If a quarantine address has been configured, the quarantine address will receive a copy of the email. See Configuring Quarantine to learn how to configure the quarantine address.

D_REJECT

The message is rejected by Amavisd, and while Amavisd sends out a 550 SMTP response to the Mail Transfer Agent, said Mail Transfer Agent is responsible for sending out the Delivery Status Notification, if any.

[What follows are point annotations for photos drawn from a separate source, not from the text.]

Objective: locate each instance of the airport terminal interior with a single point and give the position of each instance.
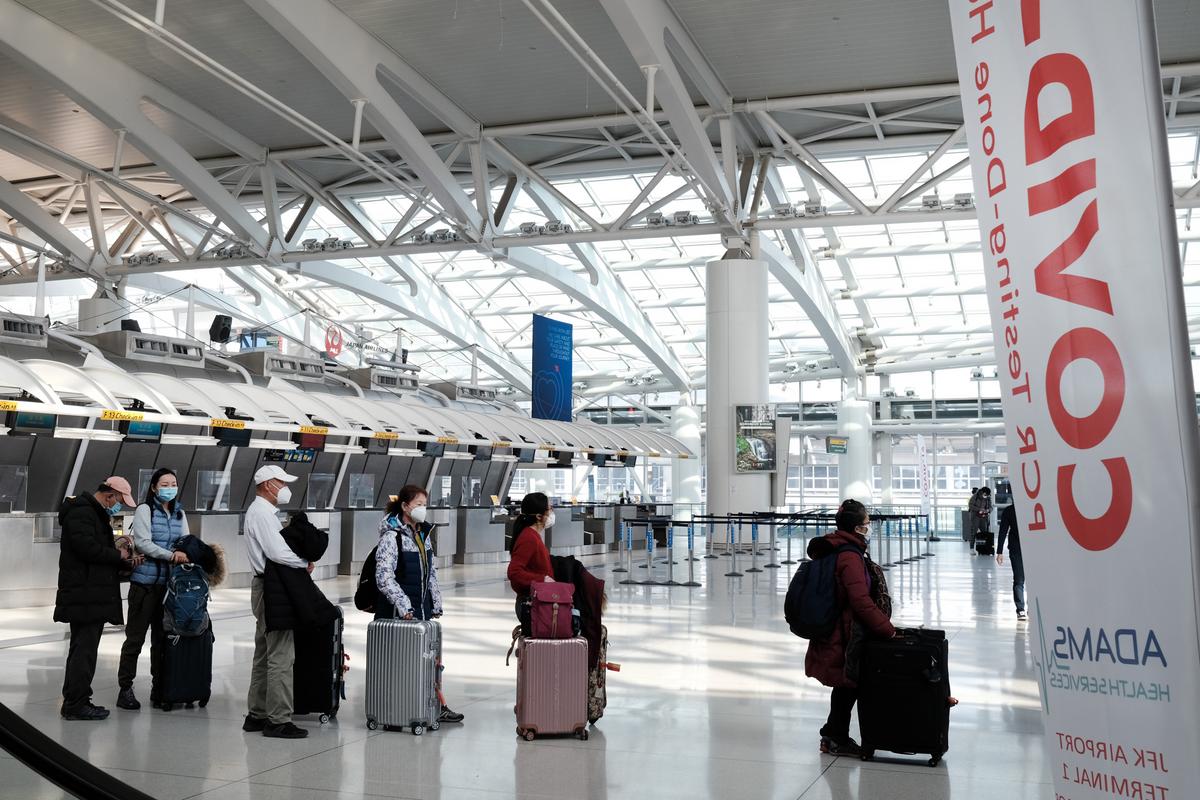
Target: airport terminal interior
(697, 271)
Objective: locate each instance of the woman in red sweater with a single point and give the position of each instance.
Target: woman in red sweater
(531, 559)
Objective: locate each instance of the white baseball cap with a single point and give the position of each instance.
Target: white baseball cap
(271, 473)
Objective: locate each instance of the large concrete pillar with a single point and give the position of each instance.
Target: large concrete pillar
(737, 349)
(685, 471)
(855, 480)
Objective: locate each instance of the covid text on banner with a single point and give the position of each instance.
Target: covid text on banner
(1063, 114)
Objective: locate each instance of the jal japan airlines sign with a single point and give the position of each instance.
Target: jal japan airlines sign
(1065, 121)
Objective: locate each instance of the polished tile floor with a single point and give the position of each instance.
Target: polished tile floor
(711, 702)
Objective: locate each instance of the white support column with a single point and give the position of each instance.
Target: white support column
(737, 374)
(685, 471)
(855, 467)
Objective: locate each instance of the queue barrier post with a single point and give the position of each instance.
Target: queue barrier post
(733, 572)
(754, 547)
(671, 581)
(621, 548)
(691, 561)
(629, 549)
(711, 545)
(772, 549)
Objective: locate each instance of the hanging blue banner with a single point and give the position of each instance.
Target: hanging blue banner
(551, 370)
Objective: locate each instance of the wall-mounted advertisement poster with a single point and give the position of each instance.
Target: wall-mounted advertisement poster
(755, 429)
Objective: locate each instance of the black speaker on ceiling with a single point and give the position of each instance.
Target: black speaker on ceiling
(221, 329)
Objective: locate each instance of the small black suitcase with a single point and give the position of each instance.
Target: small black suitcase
(904, 695)
(186, 671)
(318, 674)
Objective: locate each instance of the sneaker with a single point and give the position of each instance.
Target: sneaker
(844, 747)
(286, 731)
(253, 725)
(125, 699)
(449, 716)
(85, 713)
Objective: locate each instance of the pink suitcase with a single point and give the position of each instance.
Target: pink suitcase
(552, 687)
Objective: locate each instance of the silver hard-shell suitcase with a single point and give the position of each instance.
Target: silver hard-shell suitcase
(402, 674)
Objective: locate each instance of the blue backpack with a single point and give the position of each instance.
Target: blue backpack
(811, 606)
(186, 605)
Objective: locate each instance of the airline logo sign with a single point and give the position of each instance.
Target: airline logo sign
(1063, 113)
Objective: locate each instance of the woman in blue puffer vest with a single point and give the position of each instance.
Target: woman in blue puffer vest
(159, 524)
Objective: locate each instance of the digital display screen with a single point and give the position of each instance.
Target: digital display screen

If a quarantine address has been configured, the quarantine address will receive a copy of the email. See Configuring Quarantine to learn how to configure the quarantine address.

D_DISCARD

The message is simply discarded by Amavisd. The sending Mail Transfer Agent will receive a positive SMTP delivery response, and Amavisd sends out no Delivery Status Notification, nor does it forward the message for delivery to the intended recipients.

If a quarantine address has been configured, the quarantine address will receive a copy of the email. See Configuring Quarantine to learn how to configure the quarantine address.

Configuring Quarantine

Two separate quarantine forwarding addresses can be configured. One is for messages labeled as spam, another for messages suspected to contain a virus.

A catchall address for spam can be configured by setting the $spam_quarantine_to setting to a valid recipient address in /etc/amavisd/amavisd.conf

A catchall address for messages suspected of containing a virus can be configured by setting the $virus_quarantine_to setting to a valid recipient address in /etc/amavisd/amavisd.conf.